Sponsored By Guardian Alarm

By Lori Melton

Renting a new apartment can be exciting and stressful at the same time. If you’re just moving in, there’s a laundry list of things to do to get settled and make it feel like home. Making sure your apartment is safe and secure should be near the top of the list. Check out these five safety tips that all apartment dwellers should implement.

Use Deadbolt Locks and Peepholes

Most apartment doors have a deadbolt and if yours doesn’t, you’ll want to contact apartment management and request one. Properly installed, high-quality deadbolts add an extra layer of protection against unwanted intruders. If possible, find out what kind of deadbolt is installed in your door. Many deadbolt packages come with strike plates that include three-inch screws for better protection against forced entry.

If possible, upgrade low quality deadbolts. The added security benefit will be well worth any cost you may incur. Always lock your door and deadbolt; especially while you’re sleeping. Door locks are your first line of defense against intruders and can only offer protection when they are properly engaged.

Peepholes allow you to see who is knocking on the door before you decide to open it. If your apartment door has a peephole, look through it every time someone knocks. If you can’t see through it or it is painted over, contact your building manager to have it fixed.

Perform Detector Maintenance

Per building codes, your apartment should already have smoke detectors installed. You should also invest in a carbon monoxide detector. These devices could save your life by sounding an alarm in the event of a fire or carbon monoxide leak. Most smoke detectors have a test function and you’ll want to test them as soon as you move in, to make sure the batteries are working.

Check and change batteries on all detectors regularly to make sure they will work when you need them most. A good rule to follow is to change batteries when you change your clocks for daylight saving time.

Use Buzzer Precautions

If your building uses a buzzer system to allow visitors to enter, don’t let anyone you don’t know into the building. You can ignore the buzzer or go and check to see who is asking for access. After living there a while, you may get accustomed to who your fellow residents are and even some of their frequent visitors. Simply put: When in doubt, leave strangers out!

Secure Windows and Patio Doors

Take a quick survey of potential intruder entry points as soon as you move into your apartment. If you live on an upper floor without a fire escape, chances are a burglar won’t scale the building to access your apartment via your balcony.
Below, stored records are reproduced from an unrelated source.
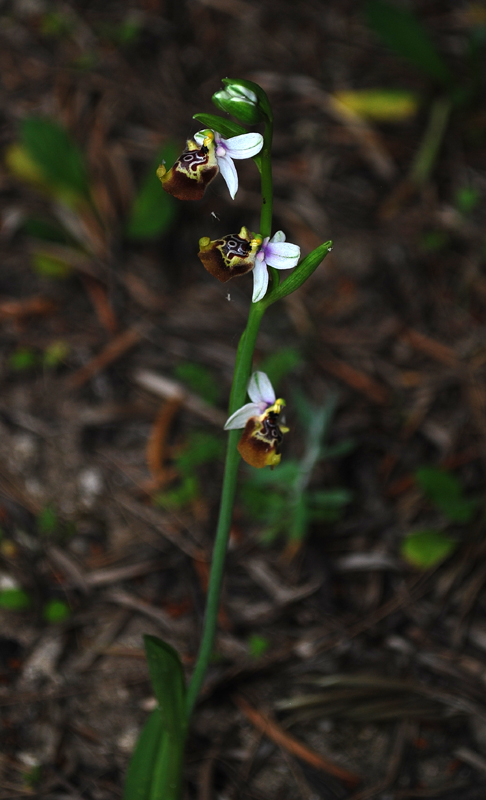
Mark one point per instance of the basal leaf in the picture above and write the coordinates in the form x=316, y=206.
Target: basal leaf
x=56, y=154
x=153, y=210
x=167, y=679
x=404, y=33
x=225, y=127
x=142, y=764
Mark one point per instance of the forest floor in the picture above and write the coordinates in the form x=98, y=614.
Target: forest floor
x=342, y=669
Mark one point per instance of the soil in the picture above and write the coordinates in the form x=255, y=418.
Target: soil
x=391, y=327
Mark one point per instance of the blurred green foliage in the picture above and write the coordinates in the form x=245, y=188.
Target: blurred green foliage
x=280, y=364
x=22, y=359
x=56, y=611
x=48, y=521
x=427, y=548
x=153, y=210
x=403, y=33
x=14, y=600
x=445, y=491
x=283, y=500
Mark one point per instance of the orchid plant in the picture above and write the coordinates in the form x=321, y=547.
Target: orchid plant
x=155, y=771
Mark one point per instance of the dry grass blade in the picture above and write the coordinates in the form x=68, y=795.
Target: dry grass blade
x=274, y=732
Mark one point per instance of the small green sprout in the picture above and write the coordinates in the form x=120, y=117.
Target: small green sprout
x=15, y=600
x=56, y=611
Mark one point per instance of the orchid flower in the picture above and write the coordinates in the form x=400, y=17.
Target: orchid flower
x=274, y=252
x=206, y=155
x=263, y=435
x=237, y=254
x=246, y=145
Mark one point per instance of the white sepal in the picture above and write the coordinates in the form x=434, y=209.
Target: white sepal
x=260, y=389
x=246, y=145
x=240, y=417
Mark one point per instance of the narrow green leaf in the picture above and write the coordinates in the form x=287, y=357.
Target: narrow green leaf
x=300, y=274
x=153, y=210
x=55, y=153
x=225, y=127
x=167, y=679
x=427, y=548
x=142, y=764
x=404, y=33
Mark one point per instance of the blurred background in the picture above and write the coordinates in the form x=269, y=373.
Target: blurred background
x=352, y=627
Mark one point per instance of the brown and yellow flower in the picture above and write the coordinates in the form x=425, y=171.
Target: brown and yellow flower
x=262, y=436
x=231, y=255
x=206, y=155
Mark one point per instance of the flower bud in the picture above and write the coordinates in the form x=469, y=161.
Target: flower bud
x=242, y=99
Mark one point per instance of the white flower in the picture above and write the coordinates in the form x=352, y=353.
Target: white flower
x=275, y=252
x=262, y=395
x=246, y=145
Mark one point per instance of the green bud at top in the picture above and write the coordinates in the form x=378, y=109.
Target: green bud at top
x=245, y=100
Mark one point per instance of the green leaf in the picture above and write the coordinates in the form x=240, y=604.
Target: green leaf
x=225, y=127
x=199, y=379
x=47, y=521
x=446, y=492
x=155, y=769
x=427, y=548
x=279, y=364
x=14, y=600
x=56, y=611
x=167, y=678
x=55, y=153
x=300, y=274
x=467, y=198
x=404, y=33
x=24, y=358
x=153, y=210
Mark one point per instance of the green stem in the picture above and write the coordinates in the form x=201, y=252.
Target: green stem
x=267, y=181
x=244, y=359
x=243, y=365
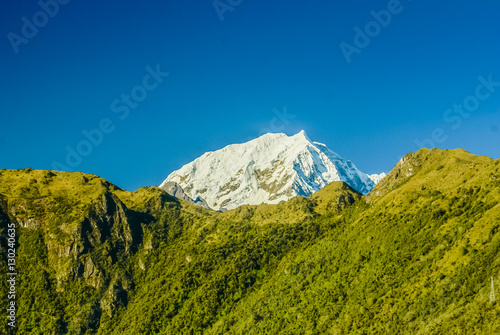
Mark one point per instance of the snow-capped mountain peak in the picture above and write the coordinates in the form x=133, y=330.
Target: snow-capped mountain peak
x=268, y=169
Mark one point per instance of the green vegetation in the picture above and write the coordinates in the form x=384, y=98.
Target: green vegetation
x=415, y=256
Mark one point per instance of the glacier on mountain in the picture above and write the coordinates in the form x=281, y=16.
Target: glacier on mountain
x=268, y=169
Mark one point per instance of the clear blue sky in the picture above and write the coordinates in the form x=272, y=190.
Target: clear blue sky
x=226, y=78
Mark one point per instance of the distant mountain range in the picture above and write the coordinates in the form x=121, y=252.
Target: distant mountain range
x=269, y=169
x=417, y=255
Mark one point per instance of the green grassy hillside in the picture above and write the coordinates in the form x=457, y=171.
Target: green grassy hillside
x=415, y=256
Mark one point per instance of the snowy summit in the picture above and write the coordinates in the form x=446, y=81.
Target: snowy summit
x=269, y=169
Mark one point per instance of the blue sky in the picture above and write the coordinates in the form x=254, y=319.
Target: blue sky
x=267, y=66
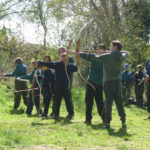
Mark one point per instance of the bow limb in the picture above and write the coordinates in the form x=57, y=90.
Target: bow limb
x=78, y=50
x=67, y=58
x=36, y=78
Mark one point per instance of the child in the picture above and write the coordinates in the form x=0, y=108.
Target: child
x=112, y=64
x=139, y=85
x=62, y=88
x=19, y=71
x=34, y=95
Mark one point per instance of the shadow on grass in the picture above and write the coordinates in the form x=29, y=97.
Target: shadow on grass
x=18, y=111
x=38, y=124
x=63, y=121
x=120, y=133
x=96, y=126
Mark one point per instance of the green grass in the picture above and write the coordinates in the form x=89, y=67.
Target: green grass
x=17, y=131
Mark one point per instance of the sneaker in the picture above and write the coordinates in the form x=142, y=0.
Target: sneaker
x=52, y=114
x=105, y=126
x=87, y=121
x=69, y=116
x=124, y=126
x=147, y=118
x=44, y=115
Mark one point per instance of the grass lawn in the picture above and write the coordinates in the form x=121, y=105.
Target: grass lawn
x=17, y=131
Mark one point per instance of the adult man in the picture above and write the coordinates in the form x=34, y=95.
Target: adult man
x=95, y=77
x=60, y=51
x=62, y=90
x=126, y=83
x=19, y=71
x=112, y=63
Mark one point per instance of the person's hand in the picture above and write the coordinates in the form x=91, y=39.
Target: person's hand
x=147, y=78
x=17, y=78
x=4, y=75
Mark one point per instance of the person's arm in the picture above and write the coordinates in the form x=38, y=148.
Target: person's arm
x=47, y=64
x=72, y=67
x=14, y=73
x=91, y=56
x=71, y=60
x=124, y=54
x=28, y=76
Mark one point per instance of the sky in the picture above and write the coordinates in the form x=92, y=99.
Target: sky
x=26, y=30
x=30, y=32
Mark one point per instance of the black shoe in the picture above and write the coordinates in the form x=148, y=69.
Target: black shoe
x=52, y=114
x=105, y=126
x=87, y=121
x=147, y=118
x=124, y=126
x=69, y=116
x=44, y=115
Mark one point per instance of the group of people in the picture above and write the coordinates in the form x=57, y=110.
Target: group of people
x=54, y=81
x=139, y=80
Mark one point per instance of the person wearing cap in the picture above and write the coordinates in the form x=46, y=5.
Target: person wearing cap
x=112, y=65
x=139, y=85
x=126, y=83
x=19, y=71
x=35, y=78
x=60, y=51
x=62, y=88
x=48, y=83
x=95, y=77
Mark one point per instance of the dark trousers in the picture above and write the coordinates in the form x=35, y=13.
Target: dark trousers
x=34, y=101
x=20, y=85
x=66, y=94
x=113, y=91
x=148, y=97
x=47, y=98
x=126, y=93
x=139, y=91
x=89, y=99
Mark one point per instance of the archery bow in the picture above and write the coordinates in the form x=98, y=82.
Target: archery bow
x=67, y=57
x=36, y=77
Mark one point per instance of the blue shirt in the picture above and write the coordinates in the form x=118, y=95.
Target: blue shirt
x=127, y=78
x=19, y=71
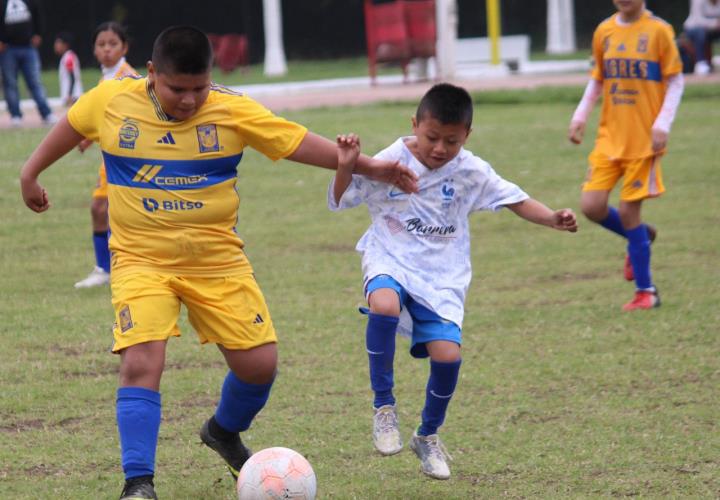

However, if you live on the first floor, you’re going to want to beef up security around any exterior windows and patio doors an intruder could access. You can install decorative grates on windows and pin locks in window frames. You can also insert a metal or wooden dowel in your patio door track to prevent it from sliding. Installing extra locks at the top or bottom of the patio door will also offer added protection from burglars.

Be Prepared for Emergencies

All sorts of emergencies can happen when you least expect it. Talk to your neighbors or building manager and see if there’s a designated safety zone in your building in the event of a tornado (some buildings, for instance, have basements). In general, always stay away from windows and head to the lowest floor of your building in the event of a tornado.

Have an emergency kit on hand. Make sure the kit includes a flashlight, batteries, a first aid kit, a three-day supply of water and non-perishable food, a battery-powered radio, and a wireless cell phone charger.

Depending on your geographic location, your area may be subject to hurricanes, floods and earthquakes. If you must evacuate for a natural flood, unplug all electrical appliances and, if time permits, move essential items to a higher floor. Never try to walk or dive into moving water or flooded areas. If you have a plumbing-related flood, call building maintenance or the manager.

If you are ordered to evacuate for a hurricane, the safest thing to do is follow the order. However, if you are stuck in your apartment, make sure you stay in a windowless, central room (like a bathroom, closet or interior hallway). Keep your emergency kit with you and listen to the radio for storm updates.

Finally, if you live in an earthquake zone, you should always store heavy, large and breakable items on lower shelves. Also make sure any shelves, mirrors and picture frames are strongly anchored and fastened to the walls. During an earthquake, drop to the ground, stay away from windows, and move into a door frame or under sturdy furniture.